Sybil typed in a reply: Not in LA anymore!

She tried to send it three times, but it kept getting bounced as undelivered.

“Do you know when we will get cell service again?”

“Is this part of twenty questions?”

“No,” she said.

“Usually outside Reno,” Levi replied.

So they were headed to Reno.

She typed: meet me in Reno??? Hit send, held her breath hoping it would go through. Finally, after a long gap, she heard the whoosh of a sent text.

“Oh!” she said, just remembering something. She should have written down all of her questions, been better prepared. The old Sybil Foster wouldn’t have arrived at Levi’s doorstep anything less than over-overprepared. “Betty’s Bible.”

“Betty’s Bible?”

“Yes, we found it in a flour tin. In Zeke’s bathroom cabinet. It’s a long story.”

“You found Betty’s Bible in a flour tin in a bathroom cabinet?”

“Yes, but that’s not my question. My question is…I haven’t asked: Are you sure she didn’t set the fire? I know you want to protect her but, isn’t it possible—”

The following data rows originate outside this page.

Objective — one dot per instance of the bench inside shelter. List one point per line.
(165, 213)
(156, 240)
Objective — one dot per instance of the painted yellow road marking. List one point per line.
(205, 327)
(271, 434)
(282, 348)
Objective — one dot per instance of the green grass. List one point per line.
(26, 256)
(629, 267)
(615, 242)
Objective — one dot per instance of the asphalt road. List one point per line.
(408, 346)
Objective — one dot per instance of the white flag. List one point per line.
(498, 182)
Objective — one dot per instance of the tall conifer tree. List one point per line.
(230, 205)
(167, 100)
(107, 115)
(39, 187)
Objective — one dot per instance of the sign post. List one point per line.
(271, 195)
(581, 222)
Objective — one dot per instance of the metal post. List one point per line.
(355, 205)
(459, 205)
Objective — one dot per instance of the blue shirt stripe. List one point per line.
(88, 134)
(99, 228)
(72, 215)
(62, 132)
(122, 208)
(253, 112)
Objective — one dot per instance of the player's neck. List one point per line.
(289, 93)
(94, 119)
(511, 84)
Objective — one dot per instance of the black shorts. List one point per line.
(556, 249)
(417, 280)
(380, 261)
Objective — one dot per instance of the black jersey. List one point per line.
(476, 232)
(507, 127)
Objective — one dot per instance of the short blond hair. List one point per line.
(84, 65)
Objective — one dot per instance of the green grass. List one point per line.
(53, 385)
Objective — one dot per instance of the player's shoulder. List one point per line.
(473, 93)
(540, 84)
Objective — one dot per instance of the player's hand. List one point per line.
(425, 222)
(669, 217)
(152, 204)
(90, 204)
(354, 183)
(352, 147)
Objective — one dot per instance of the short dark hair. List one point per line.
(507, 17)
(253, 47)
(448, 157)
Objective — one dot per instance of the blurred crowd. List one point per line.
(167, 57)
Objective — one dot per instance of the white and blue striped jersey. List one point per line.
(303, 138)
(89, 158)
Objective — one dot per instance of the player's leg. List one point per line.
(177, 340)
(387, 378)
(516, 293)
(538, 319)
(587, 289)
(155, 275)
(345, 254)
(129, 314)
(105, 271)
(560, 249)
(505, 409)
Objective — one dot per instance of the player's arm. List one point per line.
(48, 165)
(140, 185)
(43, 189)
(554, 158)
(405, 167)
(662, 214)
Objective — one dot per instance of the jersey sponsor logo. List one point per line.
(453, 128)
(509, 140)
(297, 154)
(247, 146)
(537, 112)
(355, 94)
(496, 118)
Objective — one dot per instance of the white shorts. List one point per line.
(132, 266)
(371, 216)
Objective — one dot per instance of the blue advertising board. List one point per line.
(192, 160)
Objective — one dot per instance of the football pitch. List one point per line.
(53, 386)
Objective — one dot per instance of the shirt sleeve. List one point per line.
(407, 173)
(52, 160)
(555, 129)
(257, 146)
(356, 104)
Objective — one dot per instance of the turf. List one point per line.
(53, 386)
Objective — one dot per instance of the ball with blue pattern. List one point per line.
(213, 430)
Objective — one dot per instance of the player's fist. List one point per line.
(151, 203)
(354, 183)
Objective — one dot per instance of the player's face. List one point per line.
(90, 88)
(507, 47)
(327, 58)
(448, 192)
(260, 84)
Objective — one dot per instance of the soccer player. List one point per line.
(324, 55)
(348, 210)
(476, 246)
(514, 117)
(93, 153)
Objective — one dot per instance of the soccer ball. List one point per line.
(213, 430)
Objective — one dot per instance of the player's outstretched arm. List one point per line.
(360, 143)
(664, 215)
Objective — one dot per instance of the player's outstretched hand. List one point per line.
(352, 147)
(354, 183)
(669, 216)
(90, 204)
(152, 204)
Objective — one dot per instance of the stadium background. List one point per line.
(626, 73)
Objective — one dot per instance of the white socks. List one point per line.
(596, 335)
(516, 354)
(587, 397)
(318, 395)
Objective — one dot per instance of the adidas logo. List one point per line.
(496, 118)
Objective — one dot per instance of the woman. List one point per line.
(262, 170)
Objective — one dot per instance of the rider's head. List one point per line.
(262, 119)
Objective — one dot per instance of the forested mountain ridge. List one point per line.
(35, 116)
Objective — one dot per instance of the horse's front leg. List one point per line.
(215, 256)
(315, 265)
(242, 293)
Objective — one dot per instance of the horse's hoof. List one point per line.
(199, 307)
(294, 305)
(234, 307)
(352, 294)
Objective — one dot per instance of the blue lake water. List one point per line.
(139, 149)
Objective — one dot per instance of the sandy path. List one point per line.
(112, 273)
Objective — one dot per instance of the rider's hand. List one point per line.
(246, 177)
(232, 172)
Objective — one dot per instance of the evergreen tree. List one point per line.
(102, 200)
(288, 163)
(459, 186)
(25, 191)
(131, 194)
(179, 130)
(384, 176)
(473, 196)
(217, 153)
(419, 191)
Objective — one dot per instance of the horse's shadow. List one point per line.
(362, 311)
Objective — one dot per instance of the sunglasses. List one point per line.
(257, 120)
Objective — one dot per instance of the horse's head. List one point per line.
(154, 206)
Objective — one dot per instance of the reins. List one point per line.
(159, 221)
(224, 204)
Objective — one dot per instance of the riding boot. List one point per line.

Sybil’s phone vibrated, then dinged, and she lost her train of thought.

Zeke: I’ll be on a flight to Reno in an hour. Tell me where to meet you.

“Zeke is meeting us in Reno,” Sybil said to Levi. “Can I give him a meeting spot? An address?”

“I’ll tell you when we get closer.”

“Okay, not to be overly dramatic, but I want to confirm that you haven’t kidnapped me?”

“No, I haven’t kidnapped you.”

Another text:

Zeke: also, I know who started the fire

Sybil started to type back, but an SOS appeared in lieu of reception bars. She raised her cell to the roof of the car but still nothing. All she could do was dip her head back and exhale. Sybil had never been good with patience, but now the only thing to do was wait.